Country Garden’s teetering, having failed to pay its own interest payments this month, combined with the Evergrande’s default, means that much of that debt will need to be written off. And this when those banks’ net interest margin is near an all-time low.
For the Chinese a real estate crash is an existential threat far worse than in the Western liberal democracies. This is because for ordinary Chinese, a home is the one and only financial asset they are allowed to own. Essentially, in China the real estate market is their stock market and savings account.
Property is seen as a source of economic stability and security. There is a cultural element to this, as owning a home is traditionally seen as a prerequisite for marriage. For this reason, families and friends will pool together money to buy a house for their children to help them with marriage and family prospects.
The Chinese authorities have been trying to nudge private spending towards the consumer market and get the population to shop their way out of the crisis. But the people have instead started to save, with disposable income being put into savings going from an average of 17 per cent three years ago to over 32 per cent now.
Add to this the fact that as much as 70 per cent of household wealth is in property. Naturally this means that there is a serious contraction in consumer spending. If the banks are in trouble, so will be those individual savings.
Property prices have stagnated, in part due to the massive oversupply in the market. Some estimates suggest that there is enough empty property to rehouse the entire 1.1bn population.

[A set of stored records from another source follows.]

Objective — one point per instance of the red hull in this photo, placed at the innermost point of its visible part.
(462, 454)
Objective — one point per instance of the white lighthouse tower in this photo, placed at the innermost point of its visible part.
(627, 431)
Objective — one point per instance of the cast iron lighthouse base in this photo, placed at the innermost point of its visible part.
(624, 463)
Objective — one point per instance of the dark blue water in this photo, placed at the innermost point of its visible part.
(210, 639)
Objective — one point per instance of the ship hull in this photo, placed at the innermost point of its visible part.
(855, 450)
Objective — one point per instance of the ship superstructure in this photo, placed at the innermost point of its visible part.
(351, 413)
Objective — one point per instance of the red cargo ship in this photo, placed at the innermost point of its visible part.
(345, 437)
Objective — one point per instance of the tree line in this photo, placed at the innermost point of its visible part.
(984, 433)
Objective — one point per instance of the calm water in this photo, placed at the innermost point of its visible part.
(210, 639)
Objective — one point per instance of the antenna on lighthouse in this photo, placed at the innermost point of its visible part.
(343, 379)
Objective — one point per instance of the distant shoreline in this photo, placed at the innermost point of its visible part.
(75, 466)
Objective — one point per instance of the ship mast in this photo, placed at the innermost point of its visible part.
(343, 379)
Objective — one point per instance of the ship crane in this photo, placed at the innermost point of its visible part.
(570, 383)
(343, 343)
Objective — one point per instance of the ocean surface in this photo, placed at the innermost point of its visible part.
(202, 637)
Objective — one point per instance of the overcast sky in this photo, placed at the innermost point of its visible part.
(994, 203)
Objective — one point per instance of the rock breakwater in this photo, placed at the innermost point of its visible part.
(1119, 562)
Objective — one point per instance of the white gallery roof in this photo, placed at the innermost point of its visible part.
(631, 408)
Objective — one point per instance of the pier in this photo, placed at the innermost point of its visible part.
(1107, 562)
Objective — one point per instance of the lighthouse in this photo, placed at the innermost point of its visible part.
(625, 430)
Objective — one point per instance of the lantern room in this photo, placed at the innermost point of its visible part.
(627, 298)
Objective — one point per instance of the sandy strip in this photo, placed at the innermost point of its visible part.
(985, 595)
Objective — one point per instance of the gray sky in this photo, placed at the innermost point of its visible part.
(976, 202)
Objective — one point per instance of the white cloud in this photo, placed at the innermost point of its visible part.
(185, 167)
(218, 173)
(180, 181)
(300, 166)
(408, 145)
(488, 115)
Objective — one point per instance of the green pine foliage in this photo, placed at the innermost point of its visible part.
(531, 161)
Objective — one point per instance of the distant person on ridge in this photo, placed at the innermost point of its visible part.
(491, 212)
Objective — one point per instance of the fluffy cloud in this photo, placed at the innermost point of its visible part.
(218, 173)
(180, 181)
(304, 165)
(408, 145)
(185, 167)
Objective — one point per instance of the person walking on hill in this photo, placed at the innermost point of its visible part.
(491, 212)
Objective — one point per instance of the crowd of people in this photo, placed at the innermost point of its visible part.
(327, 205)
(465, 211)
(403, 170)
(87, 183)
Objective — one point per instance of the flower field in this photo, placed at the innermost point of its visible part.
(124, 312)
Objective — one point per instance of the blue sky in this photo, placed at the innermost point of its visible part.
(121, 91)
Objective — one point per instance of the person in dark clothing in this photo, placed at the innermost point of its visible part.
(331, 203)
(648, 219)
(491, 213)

The constant rise in house prices means that property has understandably been seen as a lucrative investment. This is compounded by the fact that China currently doesn’t have a property tax. This further facilitates more families and individuals buying second or even third homes in the expectation that prices will continue to rise. But despite forecasts by international experts of price growth this year, it has not materialised.
The fundamental problem is not just oversupply and the knock on effect of stagnation. Property market wobbles impact upon rental and brokering services, industries producing white goods, and construction materials.
The deepest problem is the demographic shift. Due to decades of China’s one child policy there is a rapidly aging population, and a collapse in youth employment. In June 2023, the unemployment rate for those between 16 and 24 years of age in urban areas of China reached 21.3 per cent, up from 20.8 per cent in May.
In response to this, on August 15, the Chinese National Bureau of Statistics suspended the publication of unemployment data. This has caused even greater concern in the markets.
It is simple – if young people don’t have jobs, they cannot get on the property ladder. The problems of supply and demand have an iron rule, and China’s knuckles are being severely rapped with that rule.
What does all this mean for us? The exposure of European corporations to China, both for their revenue and for their supply chain, means that any contraction there could have a devastating impact on the European industrial and consumer base. According to Clingendeal, the Netherlands Institute of International Relations, this exposure poses significant risk.
Combined with the energy crisis, the continuation of the war in Ukraine, and now the possibility of a major conflict in the Middle East, we are looking at an appalling alignment of the economic planets.
If, as is entirely possible, Iran, the backer of Hamas and Hezbollah, is dragged into a broader conflict of its own making, this could cut fuel supplies to China. That eventuality would make even their current property crisis look like very small beer.